Au rez-de-chaussée, un espace de 500 m2, piloté par la métropole, sera utilisé pour du co-working, de l’animation et de l’événementiel. Ainsi "Pepite", pôle universitaire dédié aux étudiants entrepreneurs, tiendra dès mai un atelier hebdomadaire. La métropole propose aussi aux trois "écoles du numérique" montpelliéraines d’investir les lieux. Le Totem sera ouvert le soir et le week-end aux événements sur l’entrepreneuriat et l’innovation. La métropole met une équipe de quatre personnes pour animer le lieu et orienter les porteurs de projets.

 

UN NOUVEAU TOTEM D’ICI 2020

Mais l’ancienne mairie ne sera qu’une étape provisoire : un bâtiment Totem neuf de 12 000 m2 (4 fois plus grand) est prévu d’ici 2020 dans le nouveau quartier Cambacérès de l’Est de Montpellier.
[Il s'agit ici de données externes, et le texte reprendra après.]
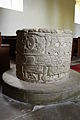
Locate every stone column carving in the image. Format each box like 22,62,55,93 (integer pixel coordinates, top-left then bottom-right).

Ce qui le place près du "hub" composé de la future gare TGV, de l’autoroute A9 et non loin de l’aéroport. "On verra le Totem de l’autoroute", assure le président de la métropole, pour lequel le quartier Cambacérès sera une "vitrine de Montpellier au XXIe siècle" et un "bouillonnement d’innovation". Les entreprises du Totem actuel seront invitées à le rejoindre, progressivement... Toutefois, l’hôtel d’entreprises du centre-ville pourrait survivre quelque temps : "Tant que je n’aurai pas de projet solide pour remodeler la zone, on continuera à ouvrir", commente Philippe Saurel.

 

100 millions d'euros LEVÉS EN 2016

C’est en novembre 2014 que la métropole montpelliéraine a obtenu sa labellisation French Tech, renouvelée et augmentée de 7 labellisations réseaux thématiques en juillet 2016. Elle affiche ses comptes : un score de 28 Pass French Tech (synonymes d’entreprises en hyper-croissance) qui la classe première métropole après Paris, et des levées de fonds de 100 millions d’euros en 2016 et de 20 millions au premier trimestre 2017.